Fair and yong light! my guide to holy

Fair and yong light! my guide to holy
Grief and soul-curing melancholy;
Whom living here I did still shun
As sullen night-ravens do the Sun,
And lead by my own foolish fire
Wandred through darkness, dens and mire.
How am I now in love with all
That I term'd then meer bonds and thrall,
And to thy name, which still I keep,
Like the surviving turtle, weep!
O bitter curs'd delights of men!
Our souls diseases first, and then
Our bodies; poysons that intreat
With fatal sweetness, till we eat;
How artfully do you destroy,
That kill with smiles and seeming joy?
If all the subtilties of vice
Stood bare before unpractic'd eyes,
And every act she doth commence
Had writ down its sad consequence,
Yet would not men grant, their ill fate
Lodged in those false looks, till too late.
O holy, happy, healthy heaven,
Where all is pure, where all is even,
Plain, harmless, faithful, fair and bright,
But what Earth breaths against thy light!
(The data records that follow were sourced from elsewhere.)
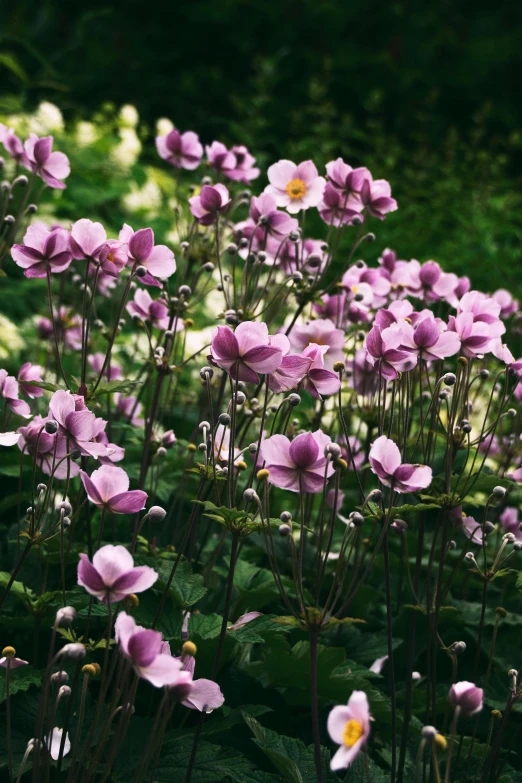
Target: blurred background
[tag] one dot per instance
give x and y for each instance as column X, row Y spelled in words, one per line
column 426, row 95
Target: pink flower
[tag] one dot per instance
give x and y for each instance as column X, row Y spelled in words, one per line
column 12, row 662
column 108, row 488
column 269, row 219
column 376, row 197
column 299, row 465
column 46, row 450
column 245, row 169
column 30, row 372
column 385, row 462
column 148, row 309
column 79, row 426
column 320, row 332
column 474, row 336
column 383, row 352
column 345, row 180
column 245, row 352
column 349, row 727
column 9, row 391
column 334, row 209
column 111, row 576
column 181, row 150
column 143, row 648
column 158, row 260
column 51, row 166
column 42, row 250
column 212, row 200
column 203, row 695
column 295, row 187
column 426, row 339
column 467, row 697
column 220, row 158
column 319, row 381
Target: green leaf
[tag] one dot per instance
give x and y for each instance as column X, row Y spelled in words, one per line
column 21, row 680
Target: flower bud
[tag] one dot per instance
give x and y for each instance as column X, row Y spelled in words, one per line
column 157, row 514
column 59, row 678
column 429, row 733
column 250, row 495
column 65, row 616
column 467, row 696
column 206, row 373
column 75, row 651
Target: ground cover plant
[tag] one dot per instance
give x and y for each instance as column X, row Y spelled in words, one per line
column 260, row 498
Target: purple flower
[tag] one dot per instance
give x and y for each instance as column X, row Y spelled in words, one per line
column 212, row 200
column 474, row 336
column 79, row 426
column 181, row 150
column 334, row 209
column 345, row 180
column 245, row 169
column 51, row 166
column 292, row 368
column 143, row 648
column 9, row 391
column 467, row 697
column 46, row 450
column 30, row 372
column 320, row 332
column 319, row 381
column 426, row 339
column 269, row 219
column 87, row 239
column 298, row 465
column 385, row 462
column 42, row 250
column 148, row 309
column 376, row 197
column 111, row 576
column 203, row 695
column 108, row 488
column 220, row 159
column 245, row 352
column 295, row 187
column 382, row 351
column 158, row 260
column 510, row 522
column 349, row 727
column 112, row 371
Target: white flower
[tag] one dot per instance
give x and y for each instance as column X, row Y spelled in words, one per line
column 164, row 126
column 129, row 115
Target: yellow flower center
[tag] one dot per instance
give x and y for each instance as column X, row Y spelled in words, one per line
column 296, row 188
column 353, row 732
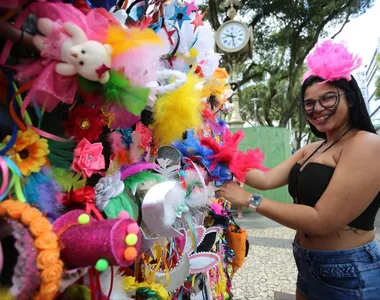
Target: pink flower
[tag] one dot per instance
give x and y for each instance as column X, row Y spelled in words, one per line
column 331, row 61
column 146, row 135
column 88, row 158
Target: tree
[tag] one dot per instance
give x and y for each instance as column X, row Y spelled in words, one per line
column 377, row 92
column 284, row 33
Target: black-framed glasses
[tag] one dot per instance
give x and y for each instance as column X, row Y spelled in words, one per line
column 327, row 101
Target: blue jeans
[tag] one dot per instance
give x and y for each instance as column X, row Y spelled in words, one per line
column 339, row 274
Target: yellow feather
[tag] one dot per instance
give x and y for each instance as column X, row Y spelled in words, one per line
column 123, row 40
column 177, row 111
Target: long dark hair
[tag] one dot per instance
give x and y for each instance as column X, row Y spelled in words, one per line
column 358, row 114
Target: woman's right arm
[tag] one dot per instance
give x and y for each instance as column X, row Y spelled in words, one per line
column 276, row 177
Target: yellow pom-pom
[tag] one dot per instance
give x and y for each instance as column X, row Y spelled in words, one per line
column 177, row 111
column 84, row 219
column 131, row 239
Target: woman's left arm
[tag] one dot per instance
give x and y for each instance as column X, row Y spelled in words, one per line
column 355, row 183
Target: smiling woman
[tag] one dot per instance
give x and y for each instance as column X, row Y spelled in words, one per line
column 334, row 184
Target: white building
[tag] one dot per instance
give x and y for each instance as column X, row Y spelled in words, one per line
column 372, row 73
column 360, row 77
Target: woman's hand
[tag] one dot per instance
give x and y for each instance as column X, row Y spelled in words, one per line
column 234, row 193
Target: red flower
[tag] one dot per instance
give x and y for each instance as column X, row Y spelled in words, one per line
column 228, row 154
column 84, row 122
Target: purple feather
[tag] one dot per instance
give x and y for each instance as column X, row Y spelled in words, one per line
column 137, row 168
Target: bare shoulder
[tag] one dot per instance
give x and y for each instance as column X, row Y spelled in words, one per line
column 311, row 147
column 365, row 140
column 366, row 145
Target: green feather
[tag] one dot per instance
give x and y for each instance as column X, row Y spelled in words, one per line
column 77, row 292
column 68, row 180
column 119, row 90
column 61, row 154
column 131, row 182
column 121, row 203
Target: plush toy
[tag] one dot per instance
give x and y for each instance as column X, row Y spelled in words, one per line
column 68, row 44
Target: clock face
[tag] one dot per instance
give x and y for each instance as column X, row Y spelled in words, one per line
column 233, row 36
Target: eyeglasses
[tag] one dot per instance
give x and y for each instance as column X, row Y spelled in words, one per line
column 327, row 100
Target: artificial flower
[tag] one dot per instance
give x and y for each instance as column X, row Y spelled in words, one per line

How blest had men been, had their Sire
Liv'd still in league with thy chaste fire,
Nor made life through her long descents,
A slave to lustful Elements!
I did once read in an old book
Soil'd with many a weeping look,
That the seeds of foul sorrows be
The finest things that are, to see.
So that fam'd fruit which made all dye
Seem'd fair unto the womans eye
If these supplanters in the shade
Of Paradise, could make man fade,
How in this world should they deter
This world, their fellow-murtherer!
And why then grieve we to be sent
Home by our first fair punishment,
Without addition to our woes
And lingring wounds from weaker foes?
Since that doth quickly freedom win,
For he that's dead, is freed from sin.

O that I were winged and free
And quite undrest just now with thee,
Where freed souls dwel by living fountains
On everlasting, spicy mountains!
Alas! my God! take home thy sheep;
This world but laughs at those that weep.